In his review, David C. Engerman, commended Lewis and Wigen for their critical examination of geographic categories, particularly continents. Engerman focused on the authors' challenge to traditional dichotomies between "East" and "West," questioning stereotypes associated with each. He noted the authors' extensive rebuttal of Karl Wittfogel's ideas and their broader critique of Eurocentrism, Afrocentrism, world-systems theories, and Samuel Huntington's "clash of civilizations" approach. Engerman appreciated the authors' proposed alternative of "world regions," emphasizing their historical self-consciousness and humility in addressing the complexities of geographic categories.

Barney Warf noted that readers would find it a "useful volume" which dealt with Eurocentrism, Afrocentrism, Orientalism, postcolonial thought, and geographic education. Because it summarized classic and contemporary research, the volume was "an important stepping-stone between frequently obtuse, jargon-laden academic works on the one hand, and popular views of geography on the other." Lewis and Wigen's concern is metageography, which they define as "the set of spatial structures through which people order their knowledge of the world" They find that geographies are "much more than just the ways in which societies are stretched across the earth's surface. They also include the contested, arbitrary, power-laden, and often inconsistent ways in which those structures are represented epistemologically."

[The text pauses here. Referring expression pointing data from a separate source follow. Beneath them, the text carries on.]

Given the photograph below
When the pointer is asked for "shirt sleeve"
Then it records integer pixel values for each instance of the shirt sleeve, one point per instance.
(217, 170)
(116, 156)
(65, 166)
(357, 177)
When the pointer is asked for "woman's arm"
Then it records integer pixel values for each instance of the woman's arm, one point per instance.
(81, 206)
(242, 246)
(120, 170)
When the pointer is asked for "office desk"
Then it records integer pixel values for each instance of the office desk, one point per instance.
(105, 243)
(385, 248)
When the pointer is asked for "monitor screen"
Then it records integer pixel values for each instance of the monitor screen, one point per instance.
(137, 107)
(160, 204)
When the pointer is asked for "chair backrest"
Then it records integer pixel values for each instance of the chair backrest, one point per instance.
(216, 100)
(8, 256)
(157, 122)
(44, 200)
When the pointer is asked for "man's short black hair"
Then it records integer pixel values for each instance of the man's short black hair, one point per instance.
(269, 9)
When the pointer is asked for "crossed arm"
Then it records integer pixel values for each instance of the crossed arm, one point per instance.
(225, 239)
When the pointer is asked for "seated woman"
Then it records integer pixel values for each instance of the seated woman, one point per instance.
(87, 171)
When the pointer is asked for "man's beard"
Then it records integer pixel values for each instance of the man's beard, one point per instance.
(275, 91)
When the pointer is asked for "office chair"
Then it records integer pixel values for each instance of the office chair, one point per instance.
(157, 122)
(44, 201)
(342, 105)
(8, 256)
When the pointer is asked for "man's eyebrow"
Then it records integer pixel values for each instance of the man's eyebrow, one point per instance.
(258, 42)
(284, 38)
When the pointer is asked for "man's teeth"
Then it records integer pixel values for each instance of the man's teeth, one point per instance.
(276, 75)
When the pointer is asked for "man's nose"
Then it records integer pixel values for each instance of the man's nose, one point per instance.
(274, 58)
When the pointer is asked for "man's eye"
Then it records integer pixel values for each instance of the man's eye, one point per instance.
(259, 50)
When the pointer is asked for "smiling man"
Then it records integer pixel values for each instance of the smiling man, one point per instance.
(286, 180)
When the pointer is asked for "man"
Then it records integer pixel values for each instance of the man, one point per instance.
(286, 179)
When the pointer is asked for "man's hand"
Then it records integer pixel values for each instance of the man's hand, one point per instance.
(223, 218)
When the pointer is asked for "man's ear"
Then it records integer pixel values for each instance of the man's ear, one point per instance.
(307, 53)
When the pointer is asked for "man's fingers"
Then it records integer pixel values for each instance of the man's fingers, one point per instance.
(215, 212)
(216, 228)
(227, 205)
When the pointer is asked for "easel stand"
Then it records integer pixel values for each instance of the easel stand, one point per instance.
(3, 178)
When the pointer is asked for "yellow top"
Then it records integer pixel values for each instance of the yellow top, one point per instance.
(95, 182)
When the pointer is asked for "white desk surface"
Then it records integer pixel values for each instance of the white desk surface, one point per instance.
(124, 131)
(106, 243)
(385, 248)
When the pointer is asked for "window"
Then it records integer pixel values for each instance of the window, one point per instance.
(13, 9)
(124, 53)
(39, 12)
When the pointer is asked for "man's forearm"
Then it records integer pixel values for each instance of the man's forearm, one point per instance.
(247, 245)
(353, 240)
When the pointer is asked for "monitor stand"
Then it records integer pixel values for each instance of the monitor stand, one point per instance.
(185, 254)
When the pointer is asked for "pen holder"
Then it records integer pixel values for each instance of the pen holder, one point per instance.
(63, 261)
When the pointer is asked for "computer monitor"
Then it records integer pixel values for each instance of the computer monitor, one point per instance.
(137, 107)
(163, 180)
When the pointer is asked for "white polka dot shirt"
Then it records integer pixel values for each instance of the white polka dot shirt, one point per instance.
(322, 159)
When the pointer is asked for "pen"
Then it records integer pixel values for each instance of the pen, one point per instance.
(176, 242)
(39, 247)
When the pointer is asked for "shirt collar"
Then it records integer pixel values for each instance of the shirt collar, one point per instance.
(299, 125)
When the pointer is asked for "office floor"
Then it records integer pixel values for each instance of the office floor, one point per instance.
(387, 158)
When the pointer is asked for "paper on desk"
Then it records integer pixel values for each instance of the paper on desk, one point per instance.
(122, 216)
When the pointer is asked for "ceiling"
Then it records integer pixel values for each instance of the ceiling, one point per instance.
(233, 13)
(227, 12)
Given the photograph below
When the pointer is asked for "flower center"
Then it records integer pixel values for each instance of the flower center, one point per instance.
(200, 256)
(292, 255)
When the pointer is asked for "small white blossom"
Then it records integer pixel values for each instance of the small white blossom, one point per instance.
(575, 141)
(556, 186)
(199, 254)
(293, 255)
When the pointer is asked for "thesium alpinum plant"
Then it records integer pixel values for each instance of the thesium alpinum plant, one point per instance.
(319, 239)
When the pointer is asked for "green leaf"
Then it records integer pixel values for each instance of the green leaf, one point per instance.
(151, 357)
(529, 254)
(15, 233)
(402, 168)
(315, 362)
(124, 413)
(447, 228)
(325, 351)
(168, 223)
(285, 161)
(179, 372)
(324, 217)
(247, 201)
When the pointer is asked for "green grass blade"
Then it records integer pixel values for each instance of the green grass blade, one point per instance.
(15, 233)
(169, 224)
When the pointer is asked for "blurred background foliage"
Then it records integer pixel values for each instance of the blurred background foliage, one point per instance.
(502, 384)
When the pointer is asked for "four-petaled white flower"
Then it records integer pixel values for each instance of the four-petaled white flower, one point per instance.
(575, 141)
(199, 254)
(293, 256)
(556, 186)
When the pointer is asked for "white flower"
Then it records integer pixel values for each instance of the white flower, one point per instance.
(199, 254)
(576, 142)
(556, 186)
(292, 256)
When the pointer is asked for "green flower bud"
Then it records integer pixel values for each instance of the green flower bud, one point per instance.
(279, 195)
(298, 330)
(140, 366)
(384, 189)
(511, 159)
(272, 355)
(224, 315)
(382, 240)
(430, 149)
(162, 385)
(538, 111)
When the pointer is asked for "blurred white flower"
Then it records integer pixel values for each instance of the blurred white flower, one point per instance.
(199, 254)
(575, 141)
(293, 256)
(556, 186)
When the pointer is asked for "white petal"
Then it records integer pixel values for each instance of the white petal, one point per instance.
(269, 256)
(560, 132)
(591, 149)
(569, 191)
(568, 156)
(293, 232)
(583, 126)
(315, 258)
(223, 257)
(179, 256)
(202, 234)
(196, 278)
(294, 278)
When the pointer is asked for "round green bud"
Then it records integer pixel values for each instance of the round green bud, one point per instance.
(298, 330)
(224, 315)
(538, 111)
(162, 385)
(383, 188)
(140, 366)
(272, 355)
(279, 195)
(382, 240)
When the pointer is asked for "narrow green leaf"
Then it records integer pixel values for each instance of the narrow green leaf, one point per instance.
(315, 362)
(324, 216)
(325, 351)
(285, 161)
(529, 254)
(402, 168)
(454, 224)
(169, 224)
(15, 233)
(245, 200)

The anthropologist Rita Kipp in reviewing the book wrote:

What is "mythical" about the canonical seven continents we learned in school is that their sometimes arbitrary boundaries can derail our generalizations about culture and history. The way "Africa" is used in much Afro-centric scholarship, for example, overlooks the cultural divide marked roughly by the Sahara Desert. Perhaps the most vexing continents, however, are Asia and Europe, the boundary between them being the tinder for many scholarly disputes. Martin and Wigen object, above all, when geographical determinism creeps into our talk of these "continents," as if the land forms themselves and their analytical separability explain why people live and think differently in these places.

Kipp confessed "I found myself in a defensive mood during much of this book, and sometimes bored with what I thought I already knew about Eurocentrism, Orientalism, and the social construction of all scholarly categories and boundaries. The total effect, however, is finally arresting."

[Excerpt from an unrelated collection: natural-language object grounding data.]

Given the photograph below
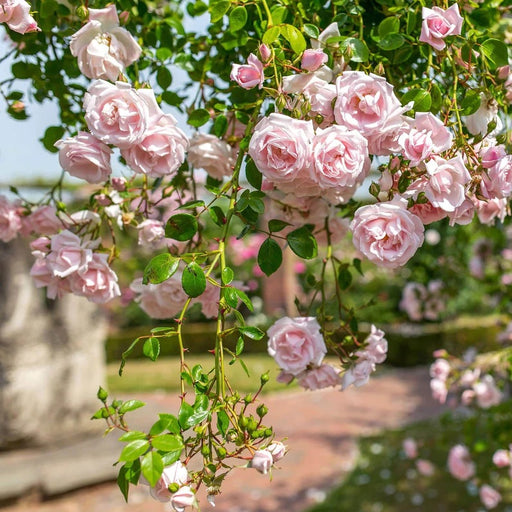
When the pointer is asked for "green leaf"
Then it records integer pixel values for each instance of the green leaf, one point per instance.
(131, 405)
(303, 243)
(471, 103)
(496, 53)
(152, 467)
(252, 332)
(199, 117)
(357, 49)
(193, 280)
(222, 421)
(270, 256)
(218, 9)
(294, 36)
(182, 227)
(160, 268)
(167, 443)
(151, 348)
(237, 18)
(271, 35)
(163, 77)
(134, 450)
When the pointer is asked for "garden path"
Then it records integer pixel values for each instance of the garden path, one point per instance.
(322, 429)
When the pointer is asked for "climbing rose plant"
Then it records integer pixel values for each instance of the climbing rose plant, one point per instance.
(287, 110)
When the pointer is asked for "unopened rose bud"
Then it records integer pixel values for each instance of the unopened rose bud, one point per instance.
(262, 461)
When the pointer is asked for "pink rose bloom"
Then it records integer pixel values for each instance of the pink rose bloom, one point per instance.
(439, 391)
(104, 49)
(10, 220)
(410, 448)
(340, 160)
(41, 221)
(489, 496)
(367, 104)
(440, 369)
(175, 474)
(161, 150)
(501, 458)
(212, 154)
(446, 182)
(425, 467)
(164, 300)
(497, 183)
(296, 343)
(98, 283)
(281, 147)
(183, 498)
(262, 461)
(487, 394)
(68, 255)
(313, 59)
(119, 115)
(150, 231)
(85, 157)
(387, 234)
(322, 377)
(438, 24)
(459, 463)
(16, 13)
(248, 75)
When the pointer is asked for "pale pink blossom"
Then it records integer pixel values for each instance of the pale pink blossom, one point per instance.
(161, 150)
(212, 154)
(16, 13)
(119, 115)
(489, 496)
(438, 24)
(323, 376)
(460, 464)
(85, 157)
(281, 148)
(103, 48)
(248, 75)
(262, 461)
(296, 343)
(387, 234)
(164, 300)
(312, 59)
(10, 220)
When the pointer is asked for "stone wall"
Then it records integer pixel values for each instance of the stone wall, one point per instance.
(51, 357)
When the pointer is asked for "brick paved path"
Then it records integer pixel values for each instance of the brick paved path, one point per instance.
(322, 428)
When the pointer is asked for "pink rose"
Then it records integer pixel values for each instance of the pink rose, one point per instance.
(174, 474)
(438, 24)
(459, 463)
(161, 150)
(322, 377)
(212, 154)
(296, 343)
(281, 147)
(119, 115)
(262, 461)
(313, 59)
(98, 282)
(164, 300)
(104, 49)
(10, 220)
(16, 13)
(85, 157)
(340, 160)
(387, 234)
(248, 75)
(490, 497)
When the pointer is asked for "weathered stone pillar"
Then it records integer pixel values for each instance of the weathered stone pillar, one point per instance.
(51, 357)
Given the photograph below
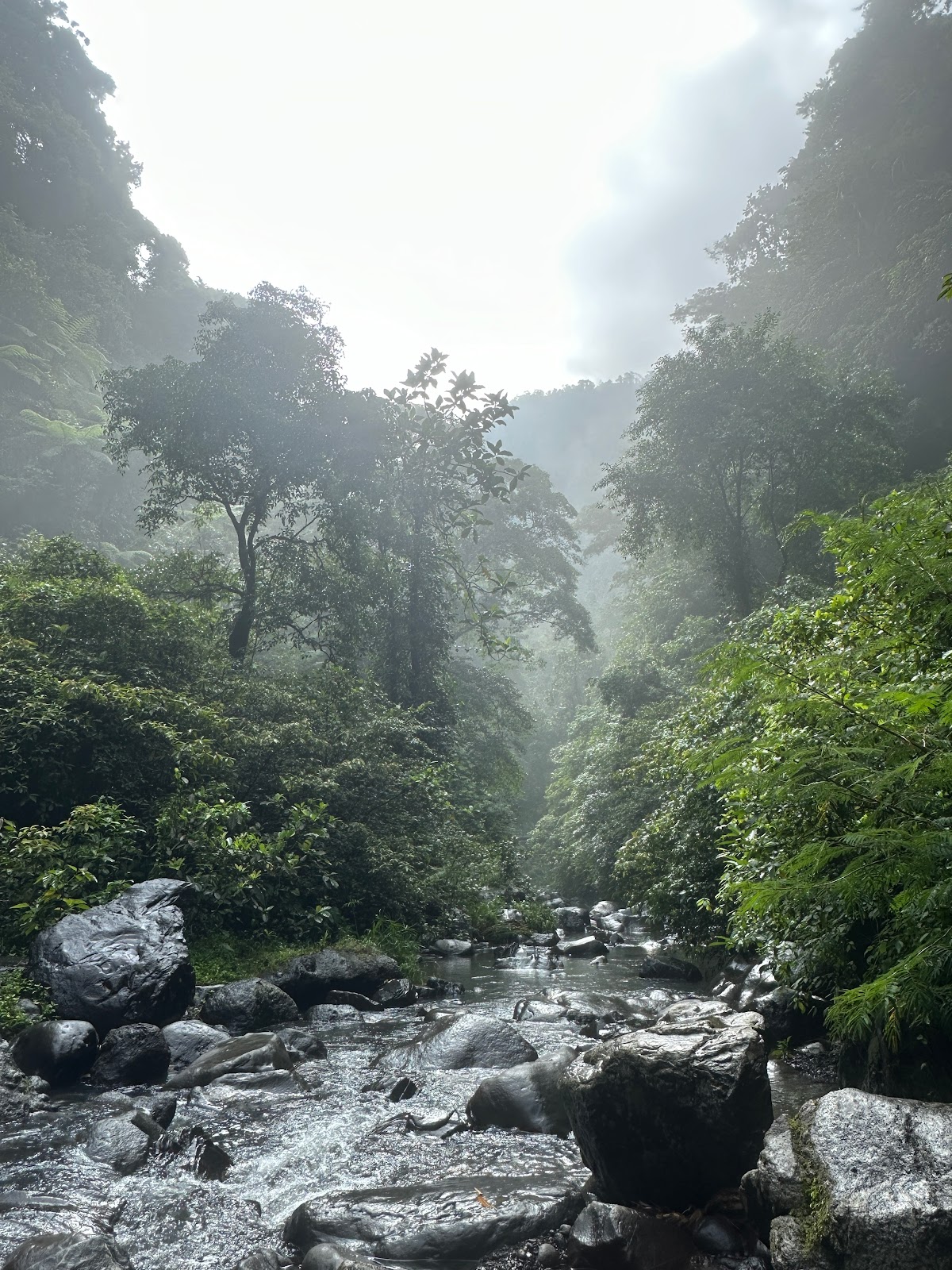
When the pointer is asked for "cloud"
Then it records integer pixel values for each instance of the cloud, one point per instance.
(683, 182)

Geographical historian James M. Blaut, while acknowledging the utility of the book, characterized it as "pretentious" and its argument as "rather conventional and indeed rather conservative." He particularly took issue with the authors' introduction of the term "metageography," dismissing it as an ostentatious substitute for "world cultural geography." This critique prompted a discussion in the Journal of World History, where Lewis and Wigen offered a response. In turn, Blaut conceded, stating, "Perhaps I placed too much emphasis on the shortcomings; if so, it was due to the somewhat off-putting tone of the book."